TOURNIQUETS
Evidence reports that there is no difference in outcomes, function, pain, or blood transfusions between the use of tourniquets and nonuse of tourniquets.

Rationale

There were multiple studies evaluating pain and tourniquet use with six high quality studies (Ozkunt 2018, Liu 2017, Yi 2021, Hamawanadi 2021, Liu 2014, Ledin 2012) showing increased pain in the immediate postoperative period. Additionally, there is moderate evidence to support avoidance of using a tourniquet in order to decrease opioid consumption (Hamawanadi 2021, Kheir 2018, Nicolaiciuc 2019).

Studies regarding outcomes were heterogenous and inconclusive. Two high quality studies (Ozkunt 2018, Hamawanadi 2021) did not favor using a tourniquet and two high quality studies (Ayik 2019, Liu 2017) showed no significant difference for KSS. Four high quality studies showed no significant difference in motion, including total ROM (Ayik 2019, Liu 2017), flexion (Goel 2019, Alexandersson 2019), or extension (Alexandersson 2019).

Five high quality studies (Ledin 2012, Harsten 2015, Mori 2016, Goel 2019, Hamawanadi 2021) were in favor of using a tourniquet to reduce blood loss. However, there were different methods of blood loss calculation, and two studies (Ledin 2012, Mori 2016) did not use tranexamic acid (TXA). Three high quality studies (Goel 2019, Liu 2017, Hamawanadi 2021) showed no difference for deep vein thrombosis, moderate evidence (Alexandersson 2019, Yi 2021, Hamawanadi 2021) showed no difference for length of stay, and there were not enough high quality studies to show a difference for quadricep strength, wound complications, or operating time.

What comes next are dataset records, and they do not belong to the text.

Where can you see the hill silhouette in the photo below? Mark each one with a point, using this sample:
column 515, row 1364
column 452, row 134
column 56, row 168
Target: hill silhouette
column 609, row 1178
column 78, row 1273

*KSS = Knee Society Score, ROM = range of motion

Benefits/ Harms of Implementation

Surgeons should take care to balance the advantages and disadvantages of using a tourniquet. Reported advantages of using a tourniquet include dry field, shorter operative time, better visibility, reduced blood loss, dry bone surfaces for better cement interdigitation and implant survivorship. Adverse effects include ischemia, quadricep muscle damage, increased swelling and stiffness, nerve compression, injury to calcified vessels, and potential for deep venous thrombosis (DVT). If a tourniquet is used, it is recommended to keep the surgical time down to decrease the risk for DVT.

Outcome Importance

The outcomes for TKA with tourniquet versus no tourniquet were equivalent. While there are limited studies in young patient populations, this recommendation may be used with caution in surgeon practices with younger patient populations as the use of tourniquet may cause increased quadricep pain and weakness.

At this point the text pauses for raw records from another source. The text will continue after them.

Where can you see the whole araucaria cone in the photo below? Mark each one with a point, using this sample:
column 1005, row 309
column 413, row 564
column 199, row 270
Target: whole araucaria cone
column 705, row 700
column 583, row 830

Cost Effectiveness / Resource Utilization

This recommendation likely does not affect cost-effectiveness or resource utilization for a majority of surgeons. However, surgeons who desire to improve their efficiency may consider using it to decrease operating room time.

Acceptability

Surgeons will likely find the cumulative study results and recommendation acceptable.

Feasibility

There are a number of studies showing comparable outcomes with or without tourniquet use. It would be feasible for surgeons to consider the patient’s history when making a decision about using a tourniquet. Specific considerations would include a history of DVT, lower extremity vascular stents, and poor bone quality if cementing implants.

Future Research

There is a gap in the literature regarding the long term effect of tourniquet use and quadricep strength in younger patients. As the operative age continues to decrease and activity and expectations after total knee arthroplasty continue to increase, future studies should focus on this group of patients.